I'll set the mood:  It was a dark, rainy morning in London.

Our Friday run goes up, up, up to Hampstead Heath and back.  When we started out, it was the nice, pleasant, London mist that passes for rain here, and which I sort of love, and I had literally just mentioned how much I liked it, especially when I was running.  But then a car drove past and splashed me with a wall of dirty water.  And then a full-on cold, soul-sucking splatter of giant raindrops came down, soaking the rest of my running group down to the skin, through three layers (including a water-resistant jacket).  This is usually an eight-mile route, but there were only three of us in our pace group that morning, and nobody was really feeling it, especially when it really started coming down.

So, we had run 6.12 miles, half of it very coldly and wetly.  True, it wasn't that cold out, but we were dripping and cooling down rapidly.  We did a quick stretch, then headed in to our local S'bucks, steaming slightly.

I had dropped off my reusable cup earlier, so pointed to it and asked for a London Fog.

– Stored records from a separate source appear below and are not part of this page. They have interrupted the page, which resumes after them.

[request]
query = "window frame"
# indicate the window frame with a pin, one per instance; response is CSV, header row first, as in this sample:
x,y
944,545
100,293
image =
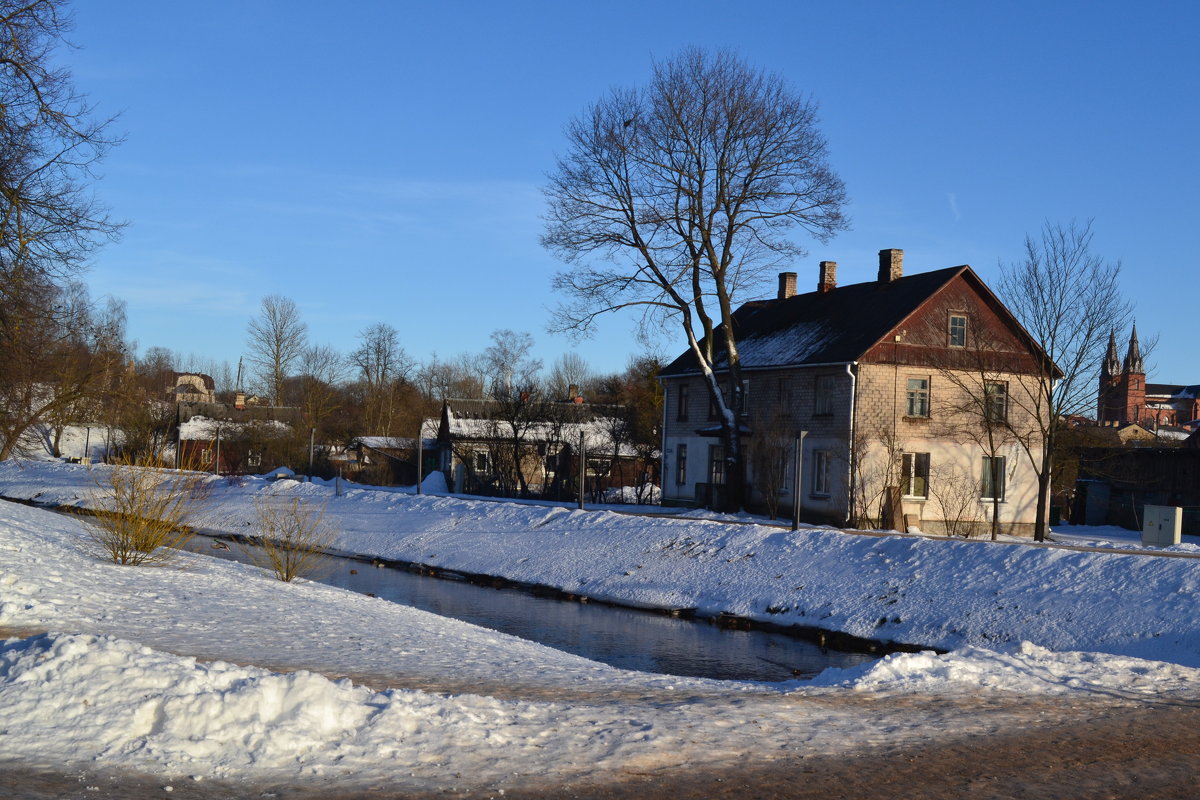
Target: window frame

...A London Fog, should you not know, is a lovely and herbaceous tea-based beverage, made with Earl Grey tea, steamed milk, and vanilla syrup.  Oh...did you not know that?
No?  It's probably because you're not a barista.  I, also, am not a barista.  I knew the part about Earl Grey, and that it had milk in it, but that's it.  

I have Starbucks now three times a week, after each run (we are, to bastardize the Hash House Harriers' motto, a coffee group with a running problem).  I do not take these coffees (usually teas, in my case, because, you know, me + caffeine = even more annoying) for granted.  I know that they cost too much, and that it's a complete luxury.  I also know that if I just went home and made myself a cup of tea alone in my kitchen, I'd be missing out on half the point of the running group.  So, I sacrifice.  And I bring my reusable cup (which saves me 25p).

Um...and also for the environment.

But, to be clear, at the exorbitant price I am paying for a tea, or sometimes a tea latte, or sometimes a London Fog, which is possibly also sort of a latte?, I stand firm in my belief that I don't have to know what is in my fancy, far-too-expensive drink.  That falls clearly in the wheelhouse of the Starbucks barista.* 

After a 3-minute discussion that was mostly me saying, "London Fog.  London Fog" at different speeds and volumes, I was presented with a cup of Earl Grey tea with steamed milk in it.**  Because there was a line up behind me (still containing the other two wet runners), I took it.

It was bitter, I was bitter, the ladies and I chatted for a bit, then I shivered my way home, and immediately googled "London Fog ingredients".

I added vanilla extract and maple syrup (ed.  vanilla...syrup), and voila, I was happy.

It's the little things that make a day good.  Like a nice London rain, or a good London Fog.

*I am open to see this from a barista's point of view, of course.  Message me.

**Earl Grey:  without sugar, it just tastes too bergamotty, am I right?